# Comma police in Julia

Julia can read and write csv files as well.

The straight forward way is using `load()` and `save()`. Julia will try to guess the format of the file by its extension (e.g., if the file is called "blablab.csv" it will assume it is a csv file. `load()` can also load entire directories of files in one go: just provide the path to the directory. It will try to produce 

The Input and Output of Files is handled in genral by the package `FileIO`. You already have it if you have installed Queryverse in the previous labs. You can load it either directly (in "isolation"):

In [None]:
using Pkg

In [None]:
# using FileIO

or loading the full Queryverse. The Queryverse has very good documentation https://www.queryverse.org/, get familiar with it.

In [None]:
using Queryverse

and we load also the rest of the packages we need

In [None]:
using VegaDatasets, VegaLite

To write a csv is quite easy: pass a dataframe (or any  other format for tabular data) to `save()` specifying the name of the file you want to create:

In [None]:
dataset("cars") |>
  save("Data/cars.csv")

Uh, what happens there? Well, let's read. Apparently, the folder "Data" is not there. And indeed, it is not there, yet. If we start a cell with ";" then we can pass any shell command. We use this to create the folder we need.

In [None]:
; mkdir Data

And then we try again.

In [None]:
dataset("cars") |>
  save("Data/cars.csv")

Reading a csv requires to know where it is:

In [None]:
cars = load("Data/cars.csv")

The ouput of `load()` is NOT a dataframe, but ... a CSVFiles. This is because Julia does not read ALL the file in memory, but it keeps on disk and access it as it needs it.

In [None]:
cars |>
 typeof

Yet, the output is still tabular data, in particular an "IndexedTable" (in the Queryverse jargon), and so we can filer and operate on it as we do with dataframes:

In [None]:
cars |>
  @filter(_.Origin=="Europe") |>
  @vlplot(:point, x=:Horsepower, y=:Acceleration, color="Cylinders:n")

And we can always transform it into a dataframe:

In [None]:
cars |>
  DataFrame |>
  describe

### beyond csv

`load()` is able to load a bunch of different formats: csv and excel files, but also SPSS, Stat and SAS files. And more. 

For the time being, `save()` is more limited and can save in csv and two special formats (feather and bedgraph).

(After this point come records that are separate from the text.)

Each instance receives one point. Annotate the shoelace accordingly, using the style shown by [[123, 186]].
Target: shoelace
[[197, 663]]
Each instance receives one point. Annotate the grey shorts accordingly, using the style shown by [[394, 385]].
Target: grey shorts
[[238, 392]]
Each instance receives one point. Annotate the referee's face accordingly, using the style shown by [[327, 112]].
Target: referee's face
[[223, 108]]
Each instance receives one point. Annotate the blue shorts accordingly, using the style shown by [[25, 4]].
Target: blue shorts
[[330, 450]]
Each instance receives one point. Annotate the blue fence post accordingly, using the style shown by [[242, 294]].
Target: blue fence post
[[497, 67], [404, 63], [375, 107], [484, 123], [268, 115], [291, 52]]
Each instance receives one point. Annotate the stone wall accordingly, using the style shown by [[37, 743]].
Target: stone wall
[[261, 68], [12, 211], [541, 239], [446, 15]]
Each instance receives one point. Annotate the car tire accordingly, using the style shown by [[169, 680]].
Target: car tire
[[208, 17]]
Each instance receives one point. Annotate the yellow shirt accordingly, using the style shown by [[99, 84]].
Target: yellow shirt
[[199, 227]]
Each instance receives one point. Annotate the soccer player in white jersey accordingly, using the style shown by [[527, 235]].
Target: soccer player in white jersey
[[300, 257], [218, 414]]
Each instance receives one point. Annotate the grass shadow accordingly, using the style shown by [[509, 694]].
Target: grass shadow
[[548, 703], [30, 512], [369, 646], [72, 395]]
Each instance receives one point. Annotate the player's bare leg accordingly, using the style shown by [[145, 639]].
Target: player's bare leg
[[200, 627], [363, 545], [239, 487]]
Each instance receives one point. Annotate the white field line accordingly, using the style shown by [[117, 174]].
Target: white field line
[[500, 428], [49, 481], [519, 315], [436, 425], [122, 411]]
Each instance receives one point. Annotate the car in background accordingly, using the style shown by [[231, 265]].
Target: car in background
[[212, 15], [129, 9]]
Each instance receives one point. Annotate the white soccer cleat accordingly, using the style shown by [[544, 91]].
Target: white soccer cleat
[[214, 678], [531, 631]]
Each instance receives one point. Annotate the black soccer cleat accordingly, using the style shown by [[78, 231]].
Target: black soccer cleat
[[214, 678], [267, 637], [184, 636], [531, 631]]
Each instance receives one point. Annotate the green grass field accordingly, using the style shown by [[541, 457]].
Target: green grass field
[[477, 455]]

For more details see here: http://www.david-anthoff.com/jl4ds/stable/fileio/#The-load-and-save-function-1

## Complicated csvs

If you find some nasty and complicated csv, which `load()` are not able to handle, the way out is using the dedicated package [CSV](http://juliadata.github.io/CSV.jl/stable/index.html#High-level-interface-1).

In [None]:
# Pkg.add("CSV")

In [None]:
using CSV

The main functions here are `CSV.write()` to write a csv, `CSV.read()` to read a csv, and `CSV.validate()` to get information about why the reading of a csv file fails.

## Excelles

Julia handles excel files in a similar way that `readxl` in R does. The package in this case is `ExcelFiles` (see: https://github.com/queryverse/ExcelFiles.jl ).

In [None]:
# Pkg.add("ExcelFiles")

In [None]:
using ExcelFiles

The main functions here are named similary to the CSV package.

# Your turn

Load a dataset from VegaDataset (e.g., `dataset("iris")`), do some wrangling, and write it to disk as a csv. Then read it back

In [None]:
# your code here.